Many of the deployments selected are large in scope. I will just highlight the three finalists for the Best Implementation Award.
Decathlon, a French sporting-goods retailer, is RFID-tagging 90 percent of the items it sells, and has deployed the technology at every one of its 43 distribution centers and 1,030 stores to improve on-shelf availability and reduce shrinkage (see Decathlon Sees Sales Rise and Shrinkage Drop, Aided by RFID). We've come a long way from tracking pallets and cases. (Decathlon will discuss its use of RFID at LIVE!)
Delta Air Lines has been using RFID to streamline aircraft maintenance and reduce the amount of time required to ensure that every seat on every airplane has an oxygen canister, and that none have reached their expiration dates (see RFID Reduces Oxygen-Generator Waste for Delta Air Lines). Delta has reduced the amount of time it takes to check expiration dates on oxygen generators on a 757 from approximately 8 man-hours down to only 45 seconds (no, that is not a typo). Delta's award submission states: "RFID is now one of five corporate priorities at Delta— not just a maintenance priority." (Delta's Rick Lewis will also deliver a keynote address at the event.)
Shimane University Hospital, in Japan, adopted RFID to reduce the cost of managing 20,000 surgical instruments (see Shimane University Hospital Tags Surgical Tools, Cuts Costs). After completing the construction of a new building, administrators decided to implement a comprehensive surgical instrument tracking solution. The system reduced the amount of time required to prepare instruments for an operation from 150 minutes down to 50. With 6,000 cases a year, the hospital is saving 10,000 man-hours of labor—and because the system no longer requires expertise to prepare the instruments (the software indicates what is needed and checks that it is on the RFID-enabled cart), Shimane outsourced the task to a contractor, further reducing costs. In addition, the hospital decreased the required inventory of instruments by 10 percent. (An executive from the hospital has been invited to speak at LIVE!)
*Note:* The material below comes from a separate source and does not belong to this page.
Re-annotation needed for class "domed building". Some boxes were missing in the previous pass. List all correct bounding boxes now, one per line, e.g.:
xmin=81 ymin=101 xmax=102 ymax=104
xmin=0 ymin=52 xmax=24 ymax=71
The finalists in the other categories are equally impressive, and you can learn about their projects at RFID Journal LIVE! There are two other things I would like to point out about the Best Implementation Award finalists. First, they are from three different continents—North America, Europe and Asia—indicating that RFID adoption is clearly global. And they are from three different industries: retail, aviation and health care.
RFID has matured to the point at which businesses are using the technology to achieve unprecedented efficiencies across their entire operations. It has expanded to every corner of the globe and to every industry. The success of these projects should give other companies the confidence to adopt RFID to achieve similar benefits.
Mark Roberti is the founder and editor of RFID Journal. If you would like to comment on this article, click on the link below. To read more of Mark's opinions, visit the RFID Journal Blog, the Editor's Note archive or RFID Connect.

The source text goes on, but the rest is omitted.